So the first claim is that, the non-trivial work of this algorithm all

takes place via heap operations. That is, it suffices to just count the

number of heap operations, each of which we know is done in logarithmic time.

Okay, so let's count up all of the heap

operations. One thing we already talked about,

but I'll mention it here again for completeness is we do a bunch of inserts

just to initialize the heap in a pre-processing step.

So after we initialize, we move on to the main while loop.

Remember, there's exactly N minus one iterations of that while loop.

And in each one, we extract min exactly once.

So these were the easy steps. What you should be concerned about.

Are, the, heap operations, the deletions and re-insertions that are triggered by

needing to decrease the key avertices that are not in X.

Indeed, in a single iteration of Prim's algorithm, in a single move of a vertex

inside of capital X, can necessitate a large number of heap operations.

So, it's important to think, to count these operations in the right way, namely

in a edge-centric manner and the claim is that a single edge of the graph is only

going to trigger a single decrease key pair of.

Operations a single insertion deletion combo.

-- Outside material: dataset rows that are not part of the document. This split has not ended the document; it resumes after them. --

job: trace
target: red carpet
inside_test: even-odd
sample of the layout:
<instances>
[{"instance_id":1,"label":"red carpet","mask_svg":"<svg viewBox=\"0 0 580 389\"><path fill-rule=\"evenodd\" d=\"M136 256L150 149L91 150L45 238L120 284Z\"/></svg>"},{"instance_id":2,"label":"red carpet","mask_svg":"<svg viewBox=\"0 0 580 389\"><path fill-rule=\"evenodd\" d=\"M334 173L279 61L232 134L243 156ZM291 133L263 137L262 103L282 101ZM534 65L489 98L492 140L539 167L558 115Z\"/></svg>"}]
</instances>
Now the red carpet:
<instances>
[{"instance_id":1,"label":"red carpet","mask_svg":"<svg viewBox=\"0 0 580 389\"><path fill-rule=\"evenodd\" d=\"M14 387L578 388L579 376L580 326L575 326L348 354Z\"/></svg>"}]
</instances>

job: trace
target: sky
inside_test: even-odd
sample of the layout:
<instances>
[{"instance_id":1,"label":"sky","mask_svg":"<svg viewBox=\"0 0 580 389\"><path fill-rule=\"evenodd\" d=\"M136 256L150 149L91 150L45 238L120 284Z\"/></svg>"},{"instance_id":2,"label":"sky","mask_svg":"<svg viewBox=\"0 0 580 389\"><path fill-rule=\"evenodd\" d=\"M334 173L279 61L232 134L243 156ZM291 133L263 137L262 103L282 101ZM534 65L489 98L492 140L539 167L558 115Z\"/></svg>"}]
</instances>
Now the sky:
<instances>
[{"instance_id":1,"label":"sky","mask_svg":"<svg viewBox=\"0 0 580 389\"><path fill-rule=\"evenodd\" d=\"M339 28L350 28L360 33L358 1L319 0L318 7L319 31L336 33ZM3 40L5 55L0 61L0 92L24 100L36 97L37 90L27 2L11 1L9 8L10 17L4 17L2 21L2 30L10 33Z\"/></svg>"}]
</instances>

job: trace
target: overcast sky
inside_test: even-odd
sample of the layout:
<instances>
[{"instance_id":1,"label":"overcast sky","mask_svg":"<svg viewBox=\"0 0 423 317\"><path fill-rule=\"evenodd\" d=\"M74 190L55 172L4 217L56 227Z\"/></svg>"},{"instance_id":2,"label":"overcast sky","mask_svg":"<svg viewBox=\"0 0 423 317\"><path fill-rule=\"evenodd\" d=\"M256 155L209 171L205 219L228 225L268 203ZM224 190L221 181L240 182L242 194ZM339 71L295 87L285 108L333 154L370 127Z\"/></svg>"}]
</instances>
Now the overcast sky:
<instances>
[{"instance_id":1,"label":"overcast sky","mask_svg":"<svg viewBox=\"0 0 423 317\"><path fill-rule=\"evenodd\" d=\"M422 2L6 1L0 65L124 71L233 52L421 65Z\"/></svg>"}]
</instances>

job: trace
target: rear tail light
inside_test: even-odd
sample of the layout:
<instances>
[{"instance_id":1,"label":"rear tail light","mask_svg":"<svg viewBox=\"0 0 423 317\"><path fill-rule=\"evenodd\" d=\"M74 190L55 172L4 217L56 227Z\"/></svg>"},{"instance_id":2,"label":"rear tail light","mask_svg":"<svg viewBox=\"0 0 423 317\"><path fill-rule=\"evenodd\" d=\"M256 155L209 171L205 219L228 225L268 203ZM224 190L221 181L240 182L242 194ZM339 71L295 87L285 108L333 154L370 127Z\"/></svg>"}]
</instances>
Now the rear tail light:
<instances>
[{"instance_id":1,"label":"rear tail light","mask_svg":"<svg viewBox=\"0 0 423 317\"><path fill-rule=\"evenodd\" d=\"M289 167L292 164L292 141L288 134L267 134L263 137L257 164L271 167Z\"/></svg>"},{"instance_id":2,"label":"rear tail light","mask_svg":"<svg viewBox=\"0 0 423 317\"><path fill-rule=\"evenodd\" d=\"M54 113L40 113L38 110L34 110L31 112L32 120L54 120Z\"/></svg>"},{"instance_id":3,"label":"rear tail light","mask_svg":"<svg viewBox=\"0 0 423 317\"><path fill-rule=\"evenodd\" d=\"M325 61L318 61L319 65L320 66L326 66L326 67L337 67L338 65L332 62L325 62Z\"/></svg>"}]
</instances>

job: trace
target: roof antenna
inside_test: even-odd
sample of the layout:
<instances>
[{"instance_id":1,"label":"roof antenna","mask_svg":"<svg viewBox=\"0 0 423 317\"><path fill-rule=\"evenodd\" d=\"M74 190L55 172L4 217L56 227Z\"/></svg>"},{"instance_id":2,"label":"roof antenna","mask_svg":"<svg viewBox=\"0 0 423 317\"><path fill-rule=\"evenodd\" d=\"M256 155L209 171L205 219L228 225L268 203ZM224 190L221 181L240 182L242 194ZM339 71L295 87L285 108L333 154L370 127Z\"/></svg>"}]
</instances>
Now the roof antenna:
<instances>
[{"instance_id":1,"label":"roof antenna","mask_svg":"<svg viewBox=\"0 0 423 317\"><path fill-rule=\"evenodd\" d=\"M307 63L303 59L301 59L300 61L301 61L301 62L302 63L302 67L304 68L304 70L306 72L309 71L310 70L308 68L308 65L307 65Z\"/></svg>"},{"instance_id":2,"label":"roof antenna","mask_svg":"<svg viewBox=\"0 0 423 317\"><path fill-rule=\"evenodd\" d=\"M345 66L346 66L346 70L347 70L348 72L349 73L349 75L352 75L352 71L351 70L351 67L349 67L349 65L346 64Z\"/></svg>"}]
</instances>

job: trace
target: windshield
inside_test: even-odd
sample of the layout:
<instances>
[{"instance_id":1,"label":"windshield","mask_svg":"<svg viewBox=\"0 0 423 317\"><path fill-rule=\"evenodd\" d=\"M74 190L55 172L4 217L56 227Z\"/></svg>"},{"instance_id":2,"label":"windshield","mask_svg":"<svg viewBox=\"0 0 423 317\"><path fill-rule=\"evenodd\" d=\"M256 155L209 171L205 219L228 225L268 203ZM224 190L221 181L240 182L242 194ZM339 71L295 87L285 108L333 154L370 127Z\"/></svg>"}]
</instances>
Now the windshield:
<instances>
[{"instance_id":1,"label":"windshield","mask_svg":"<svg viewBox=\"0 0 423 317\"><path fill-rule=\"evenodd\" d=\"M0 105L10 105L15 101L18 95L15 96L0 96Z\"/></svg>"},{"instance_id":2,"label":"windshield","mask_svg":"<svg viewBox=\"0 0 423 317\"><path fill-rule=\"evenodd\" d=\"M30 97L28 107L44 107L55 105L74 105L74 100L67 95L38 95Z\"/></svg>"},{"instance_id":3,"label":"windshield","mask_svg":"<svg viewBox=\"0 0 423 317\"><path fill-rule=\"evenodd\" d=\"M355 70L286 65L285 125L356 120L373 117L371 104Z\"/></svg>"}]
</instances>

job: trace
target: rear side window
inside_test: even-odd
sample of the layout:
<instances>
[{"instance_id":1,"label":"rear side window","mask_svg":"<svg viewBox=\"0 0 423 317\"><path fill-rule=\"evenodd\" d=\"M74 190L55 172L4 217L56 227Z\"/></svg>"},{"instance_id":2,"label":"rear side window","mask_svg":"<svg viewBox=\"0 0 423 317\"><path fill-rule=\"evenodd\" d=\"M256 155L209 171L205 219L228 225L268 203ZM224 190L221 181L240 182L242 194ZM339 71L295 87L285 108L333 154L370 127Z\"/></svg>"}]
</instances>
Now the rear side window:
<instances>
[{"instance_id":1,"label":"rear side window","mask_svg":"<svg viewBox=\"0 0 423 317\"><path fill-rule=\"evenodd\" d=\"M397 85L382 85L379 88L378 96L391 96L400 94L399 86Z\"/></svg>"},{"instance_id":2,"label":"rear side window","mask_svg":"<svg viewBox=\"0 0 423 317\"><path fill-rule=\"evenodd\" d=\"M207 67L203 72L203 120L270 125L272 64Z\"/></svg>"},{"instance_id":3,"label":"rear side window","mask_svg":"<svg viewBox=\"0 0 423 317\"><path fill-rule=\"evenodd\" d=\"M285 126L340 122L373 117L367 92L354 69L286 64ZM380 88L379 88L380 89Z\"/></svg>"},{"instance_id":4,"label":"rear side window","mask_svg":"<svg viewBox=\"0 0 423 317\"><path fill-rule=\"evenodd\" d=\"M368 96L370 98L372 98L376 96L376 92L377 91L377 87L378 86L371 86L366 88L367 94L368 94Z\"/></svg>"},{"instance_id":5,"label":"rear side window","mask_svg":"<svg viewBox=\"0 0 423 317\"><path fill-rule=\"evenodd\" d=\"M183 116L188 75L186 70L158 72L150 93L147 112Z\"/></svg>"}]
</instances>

We can even pinpoint the moment in time at which we're going to have this inser,

this deletion and reinsertion. It's going to be when the first of the

endpoints, so either V or W, the first iteration at which one of those gets

sucked into the left-hand side capital X, that's going to trigger the

insert-delete, potentially for the other endpoint.

When the second endpoint gets sucked into the left-hand side, you don't care,

because the other endpoint has already been taken out of the heap,

there's no need to maintain its key. So that means that the number of heap

operations is almost twice the number of vertices plus almost twice the number of

edges. We're again going to use this fact that

the input graph is connected and therefore the number of edges is

asymptotically at least the number of vertices.

So we can say that the number of heap operations is at most a constant factor

times the number of edges, M. As we've discussed every heap operation

runs in time logarithmic in the number of objects in the heap so that's going to be

Log N in this case so we get an overall running time of O of M times Log N.

So this is now a quite impressive running time for the really quite non-trivial

minimum cost spanning tree problem. Of course we'd love to do even better.

If we could shave off the Log N factor and be linear in the input, that would be

even more awesome. But we gotta feel pretty good about this

running time. Right?

This is only a Log N factor slower than what it takes to read the input.

This is the same kind of running time we're getting for sorting.

So this actually puts the minimum spanning tree problem into the class of

four free primitives. If you have a graph and it fits in the

main memory of your computer, this algorithm is so fast.

Maybe you don't even know why you care about the minimum spinning shaver graph.

Why not do it? It's basically cost-less.

That's how fast this algorithm is.